Notes on my book, Tales From The Trumpster Fire: There are FIVE copies of my book in stock, which go for $45.00 each, signed. Also, I have copies of my first book from 1997, Knee-Deep in Mississippi available for $20.00.

Tip Jar: if you want to support the cartoonist, please send a donation through PayPal to clayjonz@gmail.com. You can also snail it to P.O. Box 9103, Fredericksburg, VA 22403.

Watch me draw:

Kevin’s Slim Pickens


A friend of mine used to hold a July 4th pool party every year…until one attendee got drunk and pooped in the pool. I’m sure it’s just a coincidence the pool pooper is a Republican. But nevertheless, no more July 4th pool parties. And pooping in the pool is exactly what House Minority Leader Kevin McCarthy plans to do in the January 6 Committee.

The first attempt to have a commission to investigate the white nationalist MAGA terrorist insurrection on the Capitol Complex passed the House with very little GOP support, and died in the Senate.
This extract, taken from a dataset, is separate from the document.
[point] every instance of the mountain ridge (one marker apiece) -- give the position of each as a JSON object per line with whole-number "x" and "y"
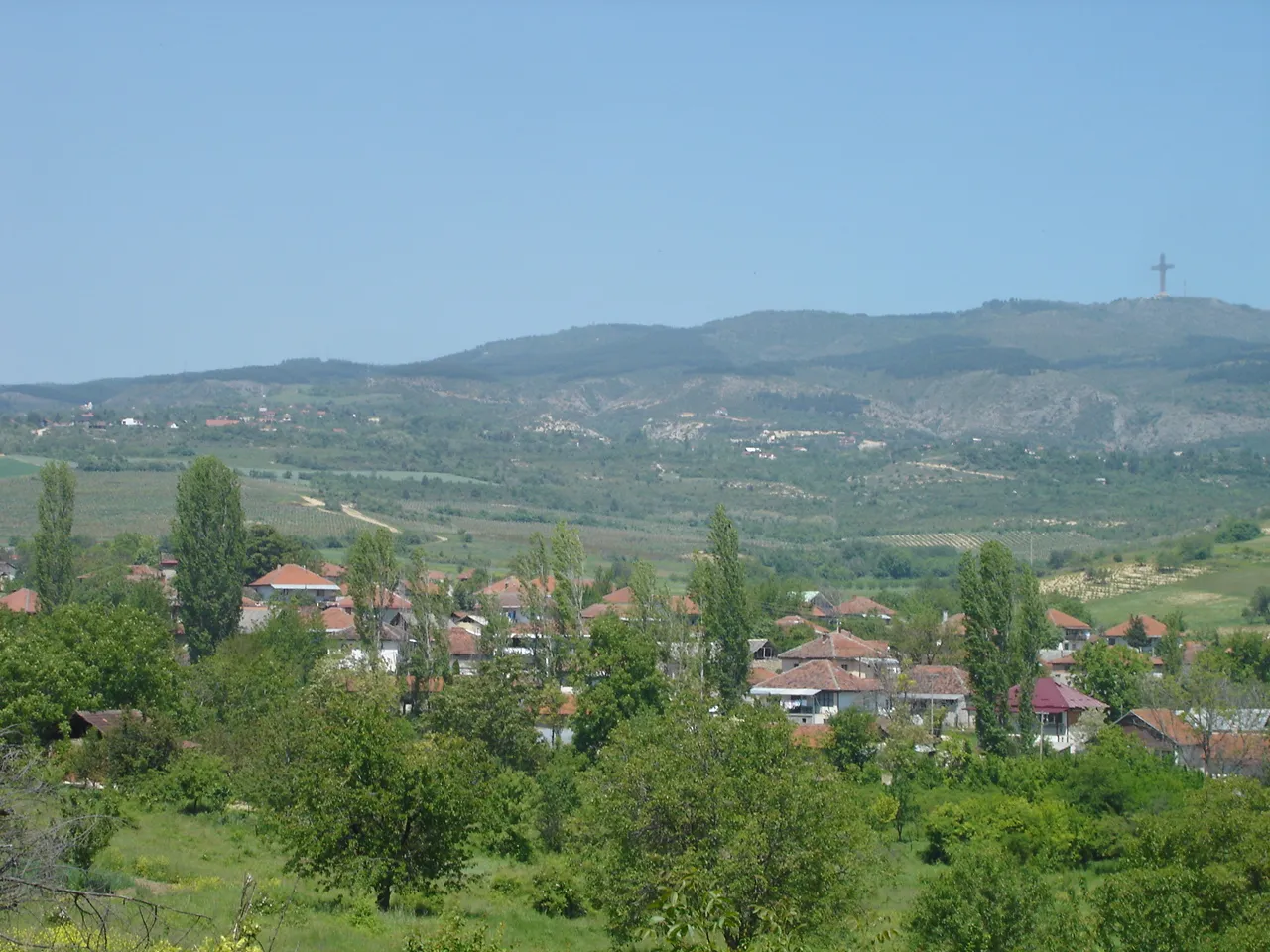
{"x": 1137, "y": 372}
Republicans claimed they voted against it because the commission, with equal representation by both parties and each having full subpoena powers, would be too partisan. Before the vote, Democrats gave Republicans EVERYTHING they demanded before they could vote for it…and they still voted against it.

It’s kinda like taking your kids shopping for back-to-school clothes, and they refuse to participate. So after you’re done shopping for them, they get a hair up their ass because they don’t like the clothes you picked, which looks like that cheap-looking checkered suit Matt Gaetz wears. In this example, your kids are right to complain, you monster.

In Congress, Republicans, after being given everything they asked for, still voted against it. Even though they voted against it, we still need to get answers for the January 6 MAGA tiny-dick terrorist attack. So, Nancy Pelosi held a vote for another committee and this time, Republicans don’t have equal representation or subpoena power. Boo-hoo, fucknuts.

Of course, now they’re going to complain and campaign that they weren’t given equal representation and subpoena power. They will gaslight that they were never given a choice.

Kevin gets five picks and Nancy gets eight. Even better, Nancy can veto Kevin’s picks. And from looking at the names being tossed around by the tossers, she may need to veto every one of them.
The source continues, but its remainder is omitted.